David Colburn, senior vice president at America Online (AOL), Gordon Eubanks, former president and chief executive at Symantec and Professor Richard Smalensee, dean of the Sloan school of management at the Massachusetts Institute of Technology, have all been called.
The company said the witnesses will disprove the DoJ's case against Microsoft.
William Neukom, Microsoft senior vice president for law and corporate affairs, commented: "Our rebuttal witnesses will show that the $10 billion merger of AOL and Netscape completely undercuts the government's case. Our rebuttal witnesses will also show that competition and innovation are stronger than ever in the software industry, and that consumers are seeing extraordinary benefits from Microsoft and the industry as a whole."
According to Microsoft, AOL's David Colburn, who testified on behalf of the government last October, will be questioned as a hostile witness on how the merger of AOL and Netscape undermines the government's case.

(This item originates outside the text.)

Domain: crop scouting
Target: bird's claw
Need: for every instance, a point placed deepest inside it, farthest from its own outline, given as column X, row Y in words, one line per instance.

Colburn will also be questioned about the "completeness and candour of prior testimony" he gave in the case, according to a summary of rebuttal witness testimony filed with the court by Microsoft on Monday.
Gordon Eubanks, former Symantec chief executive and now president of Oblix, will testify on the dynamic competition that exists throughout the software industry and the benefits of that competition for innovation and consumers.
Professor Richard Schmalensee will testify on a variety of economic issues related to the case, including the fact that rapid changes in the industry - like the recent AOL-Netscape-Sun deal makes the government's case unnecessary and unfounded.
The rebuttal phase of the trial is scheduled to begin on the first Monday following the conclusion of arguments in a criminal narcotics case currently being heard by federal district court judge, Thomas Penfield Jackson.